I am reading the Akka (Java lib) docs and need clarification on some of their own proclaimed Akka/Actor Best Practices.
Actors should not block (i.e. passively wait while occupying a Thread) on some external entity...The blocking operations should be
done in some special-cased thread which sends messages to the actors which shall act on them.
So what does a code example of this look like in Akka/Java? If an Actor isn't an appriote place to put code that has to block, then what does satisfy the definition of "some special-cased thread"?
Do not pass mutable objects between actors. In order to ensure that, prefer immutable messages.
I'm familiar with how to make immutable classes (no public setters, no public fields, make the class final, etc.). But does Akka have its own definition of an "immutable class", and if so, what is it?
Top-level actors are the innermost part of your Error Kernel...
I don't even know what this means! I understand what they mean by "top-level" actors (highest in the actor/manager/supervisor hierarchy), but what's an "Error Kernel", and how does it relate to actors?
I am able to answer only the first question (and in future, please place only one question in a post).
Consider, for example, a database connection, which is inherently blocking. In order to allow actors to connect to a database, programmer should create a dedicated thread (or a thread pool) with a queue of database requests. A request contains a database statement and a reference to the actor which is to receive the result. The dedicated thread reads requests in a loop, accesses the database, sends the result to the referenced actor etc. The request queue is blocking - when there are no requests, the connection thread is blocked in the queue.take() operation.
So the access to a database is split in two actors - one places a request to the queue, and the other handles the result.
UPDATE: Java code sketch (I am not strong in Scala).
class Request {
String query;
ActorRef handler;
}
class DatabaseConnector implements Runnable {
LinkedBlockingQueue<Request> queue=new LinkedBlockingQueue<Request>();
Thread t = new Thread(this);
{t.start();}
public void sendRequest(Request r) {
queue.put(r);
}
public void run() {
for (;;) {
Request r=queue.take();
ResultSet res=doBlockingCallToJdbc(r.query);
r.handler.sendOneWay(res);
}
}
Here is the answer for your second question. Right from the Akka Doc:
If one actor carries very important data (i.e. its state shall not be
lost if avoidable), this actor should source out any possibly
dangerous sub-tasks to children it supervises and handle failures of
these children as appropriate. Depending on the nature of the
requests, it may be best to create a new child for each request, which
simplifies state management for collecting the replies.
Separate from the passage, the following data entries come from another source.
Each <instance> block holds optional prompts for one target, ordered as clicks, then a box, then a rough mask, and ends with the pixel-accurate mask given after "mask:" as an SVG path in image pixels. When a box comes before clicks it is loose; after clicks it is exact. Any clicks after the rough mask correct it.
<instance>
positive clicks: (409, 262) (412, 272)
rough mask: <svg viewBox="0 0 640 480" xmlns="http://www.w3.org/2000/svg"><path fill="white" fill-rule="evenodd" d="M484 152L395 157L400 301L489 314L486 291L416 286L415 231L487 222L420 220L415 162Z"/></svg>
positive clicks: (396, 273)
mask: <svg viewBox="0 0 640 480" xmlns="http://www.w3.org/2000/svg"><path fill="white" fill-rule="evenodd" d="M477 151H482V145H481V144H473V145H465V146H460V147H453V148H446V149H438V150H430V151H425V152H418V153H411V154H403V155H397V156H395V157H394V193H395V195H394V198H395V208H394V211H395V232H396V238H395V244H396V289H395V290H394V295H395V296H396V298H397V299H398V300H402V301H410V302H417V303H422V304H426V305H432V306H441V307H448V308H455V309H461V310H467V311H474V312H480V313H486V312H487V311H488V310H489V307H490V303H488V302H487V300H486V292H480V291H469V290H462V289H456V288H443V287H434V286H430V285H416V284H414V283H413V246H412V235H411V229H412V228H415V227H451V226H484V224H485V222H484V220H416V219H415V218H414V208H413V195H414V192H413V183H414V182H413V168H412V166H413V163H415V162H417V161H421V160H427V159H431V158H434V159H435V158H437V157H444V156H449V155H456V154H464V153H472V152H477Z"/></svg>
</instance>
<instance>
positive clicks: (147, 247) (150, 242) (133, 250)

This is known
as the “Error Kernel Pattern” from Erlang.
So the phrase you talking about means that these actors are the "last line of defence" from errors in your supervision hierarchy, so they should be strong and powerful guys (commandos) instead of some weak workers. And the less commandos you have - the easier it would be managing them and avoid mess at the top-level. Precisely saying, the count of commando's should be near to the count of business protocols you have (moving to the superheroes - let's say one for IronMan, one for Hulk etc.)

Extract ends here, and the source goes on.